Deswegen erwarten Branchenvertreter, dass das deutsche System der Schiffsfinanzierung über geschlossene Fonds stark an Bedeutung verlieren wird. „Das System wird fortbestehen, aber auf einer deutlich kleineren Grundlage“, sagte Frank Bergert von E.R. Capital, der Holdinggesellschaft des Hamburger Reeders Erck Rickmers.
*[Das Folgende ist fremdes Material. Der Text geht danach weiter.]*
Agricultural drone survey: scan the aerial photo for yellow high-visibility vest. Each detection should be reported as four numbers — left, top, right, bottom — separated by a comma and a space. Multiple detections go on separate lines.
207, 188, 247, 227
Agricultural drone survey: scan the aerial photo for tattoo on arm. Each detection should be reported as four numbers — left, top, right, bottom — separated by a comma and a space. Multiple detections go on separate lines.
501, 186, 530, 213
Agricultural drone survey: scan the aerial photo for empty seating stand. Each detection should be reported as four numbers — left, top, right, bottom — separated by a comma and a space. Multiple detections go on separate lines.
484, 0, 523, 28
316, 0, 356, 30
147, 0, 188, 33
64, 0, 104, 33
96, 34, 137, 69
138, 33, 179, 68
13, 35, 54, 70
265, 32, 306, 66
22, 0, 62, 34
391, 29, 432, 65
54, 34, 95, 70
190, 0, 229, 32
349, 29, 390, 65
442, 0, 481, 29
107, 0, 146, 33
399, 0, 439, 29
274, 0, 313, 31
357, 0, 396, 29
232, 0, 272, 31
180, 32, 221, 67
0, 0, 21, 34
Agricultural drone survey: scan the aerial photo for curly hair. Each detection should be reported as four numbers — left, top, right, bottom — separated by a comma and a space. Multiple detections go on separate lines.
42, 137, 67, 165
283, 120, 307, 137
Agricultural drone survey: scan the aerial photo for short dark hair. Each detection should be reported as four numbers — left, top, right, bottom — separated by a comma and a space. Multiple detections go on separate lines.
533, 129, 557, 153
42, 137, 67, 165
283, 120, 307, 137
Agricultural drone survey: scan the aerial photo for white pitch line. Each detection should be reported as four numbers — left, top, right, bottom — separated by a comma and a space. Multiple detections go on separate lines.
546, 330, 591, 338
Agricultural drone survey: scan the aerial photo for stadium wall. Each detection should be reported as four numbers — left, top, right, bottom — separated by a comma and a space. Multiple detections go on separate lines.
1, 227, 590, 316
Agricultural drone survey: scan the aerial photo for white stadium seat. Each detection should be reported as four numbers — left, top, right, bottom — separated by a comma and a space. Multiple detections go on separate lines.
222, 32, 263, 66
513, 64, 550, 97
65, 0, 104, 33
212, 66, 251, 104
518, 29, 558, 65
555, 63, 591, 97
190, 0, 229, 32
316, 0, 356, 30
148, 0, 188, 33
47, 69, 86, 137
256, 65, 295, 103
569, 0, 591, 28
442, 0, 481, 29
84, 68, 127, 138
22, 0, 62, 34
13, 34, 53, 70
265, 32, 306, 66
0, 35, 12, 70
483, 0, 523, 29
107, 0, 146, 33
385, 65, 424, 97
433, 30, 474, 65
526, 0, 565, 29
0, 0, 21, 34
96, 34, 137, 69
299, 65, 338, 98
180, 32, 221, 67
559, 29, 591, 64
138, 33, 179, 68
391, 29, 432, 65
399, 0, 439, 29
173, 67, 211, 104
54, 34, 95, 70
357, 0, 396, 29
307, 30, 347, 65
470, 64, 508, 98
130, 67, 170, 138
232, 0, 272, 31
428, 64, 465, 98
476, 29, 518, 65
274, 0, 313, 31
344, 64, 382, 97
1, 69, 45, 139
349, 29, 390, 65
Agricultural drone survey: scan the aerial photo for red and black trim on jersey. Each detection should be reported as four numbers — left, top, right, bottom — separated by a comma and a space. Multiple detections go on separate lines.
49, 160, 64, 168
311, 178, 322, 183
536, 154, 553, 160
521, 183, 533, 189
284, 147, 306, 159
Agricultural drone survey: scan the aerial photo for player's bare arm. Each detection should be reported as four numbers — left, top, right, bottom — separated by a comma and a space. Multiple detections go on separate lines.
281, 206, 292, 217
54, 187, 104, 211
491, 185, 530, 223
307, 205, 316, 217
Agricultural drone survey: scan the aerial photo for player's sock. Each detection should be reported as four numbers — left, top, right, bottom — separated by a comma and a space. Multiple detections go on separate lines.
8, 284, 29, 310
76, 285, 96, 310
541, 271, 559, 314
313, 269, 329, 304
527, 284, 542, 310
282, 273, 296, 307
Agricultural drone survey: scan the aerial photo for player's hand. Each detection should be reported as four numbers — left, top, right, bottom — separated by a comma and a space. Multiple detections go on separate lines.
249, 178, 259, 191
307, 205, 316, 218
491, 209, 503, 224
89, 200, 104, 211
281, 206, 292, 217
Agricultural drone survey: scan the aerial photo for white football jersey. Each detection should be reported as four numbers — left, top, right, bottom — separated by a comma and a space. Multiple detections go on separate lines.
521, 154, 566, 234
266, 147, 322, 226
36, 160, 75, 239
Vor allem Privatanleger haben einen Großteil der bislang von Reedern bestellten Schiffe über Schiffsfonds finanziert. Die Investoren stellten das Eigenkapital von 30 bis 50 Prozent des Projektwerts zur Verfügung, der Rest kam von Banken per Schiffshypothek. Das System hat Deutschland zu einem führenden Schifffahrtsstandort gemacht. Diese Entwicklung hatte die pauschale Tonnagesteuer begünstigt, die Anlegern steuerfreie Ausschüttungen garantiert und den Vertrieb der Fonds erleichtert hatte.
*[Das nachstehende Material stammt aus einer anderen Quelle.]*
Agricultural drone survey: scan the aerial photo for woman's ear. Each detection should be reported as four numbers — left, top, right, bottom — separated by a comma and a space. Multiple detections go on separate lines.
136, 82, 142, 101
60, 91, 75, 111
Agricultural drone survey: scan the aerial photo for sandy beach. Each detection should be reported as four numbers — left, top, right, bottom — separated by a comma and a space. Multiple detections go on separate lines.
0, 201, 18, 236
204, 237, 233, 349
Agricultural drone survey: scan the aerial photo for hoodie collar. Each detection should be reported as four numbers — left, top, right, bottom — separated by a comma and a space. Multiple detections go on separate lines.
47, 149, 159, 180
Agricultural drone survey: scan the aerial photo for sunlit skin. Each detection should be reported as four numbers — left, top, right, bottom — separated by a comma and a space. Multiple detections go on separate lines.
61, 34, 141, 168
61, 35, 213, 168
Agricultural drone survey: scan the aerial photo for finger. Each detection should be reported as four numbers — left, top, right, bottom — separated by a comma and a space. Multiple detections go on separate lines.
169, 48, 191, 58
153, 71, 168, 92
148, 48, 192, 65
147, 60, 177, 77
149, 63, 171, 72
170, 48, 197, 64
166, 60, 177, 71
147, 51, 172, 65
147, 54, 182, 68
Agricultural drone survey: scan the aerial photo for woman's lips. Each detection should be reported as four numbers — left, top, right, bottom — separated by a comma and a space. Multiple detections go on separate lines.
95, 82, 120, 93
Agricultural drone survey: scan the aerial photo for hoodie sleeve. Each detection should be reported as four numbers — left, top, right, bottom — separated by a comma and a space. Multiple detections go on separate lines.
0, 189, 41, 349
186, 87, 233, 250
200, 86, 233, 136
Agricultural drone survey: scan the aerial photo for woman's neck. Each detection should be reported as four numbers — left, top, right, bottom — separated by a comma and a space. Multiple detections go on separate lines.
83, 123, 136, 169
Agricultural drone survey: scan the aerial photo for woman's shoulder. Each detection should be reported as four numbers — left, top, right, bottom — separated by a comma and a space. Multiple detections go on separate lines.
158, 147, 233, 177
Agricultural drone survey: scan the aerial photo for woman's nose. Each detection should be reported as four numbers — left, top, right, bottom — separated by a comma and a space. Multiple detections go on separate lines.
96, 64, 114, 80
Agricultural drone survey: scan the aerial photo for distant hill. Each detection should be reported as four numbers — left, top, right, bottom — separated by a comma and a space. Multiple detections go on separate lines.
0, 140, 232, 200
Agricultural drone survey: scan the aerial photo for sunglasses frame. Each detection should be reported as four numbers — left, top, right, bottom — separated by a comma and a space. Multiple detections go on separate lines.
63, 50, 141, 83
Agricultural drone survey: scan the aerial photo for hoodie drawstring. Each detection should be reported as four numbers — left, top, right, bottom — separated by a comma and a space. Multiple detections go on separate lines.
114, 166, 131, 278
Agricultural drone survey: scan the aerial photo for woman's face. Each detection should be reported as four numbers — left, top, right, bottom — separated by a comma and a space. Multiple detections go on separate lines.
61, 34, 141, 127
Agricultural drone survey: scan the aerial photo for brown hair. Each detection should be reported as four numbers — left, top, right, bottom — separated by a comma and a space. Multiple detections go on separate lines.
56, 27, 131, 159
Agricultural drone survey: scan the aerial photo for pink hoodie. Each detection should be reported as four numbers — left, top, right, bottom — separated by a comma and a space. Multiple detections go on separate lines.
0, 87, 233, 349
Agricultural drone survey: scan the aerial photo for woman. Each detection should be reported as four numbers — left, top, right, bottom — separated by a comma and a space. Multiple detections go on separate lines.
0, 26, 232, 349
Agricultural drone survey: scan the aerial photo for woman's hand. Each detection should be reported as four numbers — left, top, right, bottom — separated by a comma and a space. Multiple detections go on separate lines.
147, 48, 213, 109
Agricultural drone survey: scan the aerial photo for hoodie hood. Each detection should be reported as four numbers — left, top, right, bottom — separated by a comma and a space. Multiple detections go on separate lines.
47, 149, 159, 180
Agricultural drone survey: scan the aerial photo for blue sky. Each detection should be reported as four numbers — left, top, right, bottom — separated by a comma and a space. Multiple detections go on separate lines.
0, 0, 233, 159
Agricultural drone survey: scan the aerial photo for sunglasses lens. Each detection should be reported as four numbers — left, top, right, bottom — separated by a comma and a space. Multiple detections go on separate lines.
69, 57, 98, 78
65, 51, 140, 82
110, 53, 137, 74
Da das Eigenkapital für den Schiffskauf üblicherweise erst nach der Bestellung des Frachters eingesammelt wurde, finanzierten Banken es vor. Dafür erhielten sie im Gegenzug Garantien von den Emissionshäuser, die die Fonds auflegten. Dieses System entging in der Finanzkrise nur knapp dem Kollaps: Die Anleger traten in einen Käuferstreik, zugleich konnten viele Emissionshäuser ihre Garantien nicht mehr erfüllen, und Banken mussten zur Rettung einspringen. Auf diesem Wege wurden etwa die Commerzbank und die HSH Nordbank zu unfreiwilligen Anteilseignern des Fondshauses HCI Capital.
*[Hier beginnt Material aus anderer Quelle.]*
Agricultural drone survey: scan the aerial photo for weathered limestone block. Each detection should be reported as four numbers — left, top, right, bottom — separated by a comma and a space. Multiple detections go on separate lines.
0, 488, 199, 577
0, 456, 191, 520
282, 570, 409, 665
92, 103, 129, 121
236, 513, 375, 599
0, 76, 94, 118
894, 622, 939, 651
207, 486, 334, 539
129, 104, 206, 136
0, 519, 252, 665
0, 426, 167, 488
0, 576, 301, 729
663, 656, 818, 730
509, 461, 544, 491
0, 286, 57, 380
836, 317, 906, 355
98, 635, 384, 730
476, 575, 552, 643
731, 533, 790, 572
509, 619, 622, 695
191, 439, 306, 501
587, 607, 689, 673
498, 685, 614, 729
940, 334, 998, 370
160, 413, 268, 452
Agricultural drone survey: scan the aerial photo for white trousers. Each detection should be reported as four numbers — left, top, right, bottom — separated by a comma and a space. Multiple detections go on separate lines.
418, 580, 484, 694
Schiffsfonds finanzieren Schiffe für Charterreedereien, die diese an die großen Linien vermieten, die dann schließlich den Transport der Ware organisieren. Bedienen Fonds oder Reeder ihre Kredite nicht, wollen die Banken künftig direkt an die Chartereinnahmen – ein Novum. „Gewöhnlich haben Banken keinen direkten Zugriff“, sagte Stoltenberg von der Nord/LB.

Weil die Vorfinanzierung der Banken wegfällt, muss sich das System massiv ändern. „Das Eigenkapital muss zuerst da sein“, sagte Tobias König, Geschäftsführer des Emissionshauses König & Cie. Eine Möglichkeit dafür seien Blind Pools, bei denen zuerst das Eigenkapital gesammelt wird, ohne dass der Anleger weiß, für welches Schiff das Geld verwendet wird. Auch Zwischenmodelle seien denkbar, in denen ein Fondshaus eine Anzahl vorher definierter Bestellungen bei bestimmten Werften finanziert, sich aber nicht festlegt, wie viele Schiffe und welche genau bestellt werden, so König weiter.

Bislang standen Anleger diesen Blind Pools aber eher ablehnend gegenüber. Alexander Betz, Vorstand des börsennotierten Fondshauses MPC Capital, sagte, es werde nicht funktionieren, das Eigenkapital zuerst einzuwerben. „Vielleicht müssen wir auch die vorab anfallenden Kosten reduzieren.“ Torsten Teichert, Chef des Emissionshauses Lloyd Fonds, sieht eine höhere Risikoprämie als Anreiz für Investoren: „Vielleicht waren die Renditen auf das Eigenkapital für das tatsächliche Risiko zu gering.“

Dagfinn Lunde, Vorstand der Frankfurter DVB Bank, erwartet, dass Aktien von Schifffahrtsfirmen künftig eine wesentlich größere Rolle spielen werden. Zurzeit mache diese Finanzierungsform nur rund fünf Prozent der Eigenkapitalbasis der Branche aus, der Rest komme aus den Reederfamilien und von privaten Fondsanlegern.

Fest steht, dass für die Reeder ein wichtiger Finanzierer ausfällt: Die bislang weltgrößte Schiffsbank HSH Nordbank macht kein Neugeschäft mehr. Die Bank habe noch Finanzierungszusagen von 4 Mrd. Euro in den Büchern, sagte HSH-Vorstandsmitglied Torsten Temp in der Diskussionsrunde. „Wir hätten gerne weniger.“ An Neugschäft sei derzeit überhaupt nicht zu denken.